In recent years, plaques, which build up over time from sticky, insoluble proteins called amyloids, have become the prime suspect for causing the debilitating symptoms of Alzheimer's. But some researchers have come to suspect that another protein, produced as an intermediate step when cells chop up a long molecule called amyloid precursor protein (APP) to form amyloid, could harm neurons even before plaques scar the brain. Test tube studies, for example, suggested that the APP fragment is toxic to neurons.
Now Jo Nalbantoglu, a molecular biologist at McGill University in Montreal, and her colleagues have created a line of mice which have brains that are riddled with these precursor fragments. To do so, they added just the piece of the APP gene for the -amyloid precursor to mouse embryos. When they grew into adults, the experimental group had much more trouble remembering how to solve a maze than did mice in a control group.
The researchers then dissected the brain to see why. When they electrically stimulated live slices of the hippocampus, a center for memory, the signal persisted in known neural pathways for 90 minutes in the control mice, but died out after about 15 minutes in the mice with copious amounts of the -amyloid precursor fragment. What's more, 18-month-old experimental mice had a 20% lower density of neurons in the CA1 region of the hippocampus--an effect seen in human patients with Alzheimer's. Previous mouse models, by contrast, have failed to exhibit this characteristic nerve cell death.
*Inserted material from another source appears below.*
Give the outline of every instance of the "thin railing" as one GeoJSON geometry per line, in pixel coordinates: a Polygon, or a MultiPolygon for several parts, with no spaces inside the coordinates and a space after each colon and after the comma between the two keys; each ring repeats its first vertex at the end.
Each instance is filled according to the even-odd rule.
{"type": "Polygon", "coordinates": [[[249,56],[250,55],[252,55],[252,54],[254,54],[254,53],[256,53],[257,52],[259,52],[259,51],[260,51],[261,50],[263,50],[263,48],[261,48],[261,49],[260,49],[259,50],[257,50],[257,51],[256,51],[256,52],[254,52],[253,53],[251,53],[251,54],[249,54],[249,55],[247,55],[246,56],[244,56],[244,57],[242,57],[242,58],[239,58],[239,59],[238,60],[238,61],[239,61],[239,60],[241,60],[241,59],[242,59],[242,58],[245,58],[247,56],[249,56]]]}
Neuroscientist Mark Mattson of the University of Kentucky, Lexington, calls the work "an important advance." But Sangram Sisodia of Johns Hopkins University School of Medicine, who works on other Alzheimer's mouse models, thinks the neuronal loss could be an artifact of the way the Canadian team counted neurons. To be a true Alzheimer's model, the mice should go on to produce amyloid and develop plaques--and they show no biochemical evidence of either. Next up, Nalbantoglu plans to look for those plaques in older mice while investigating how the precursor proteins might be causing memory loss.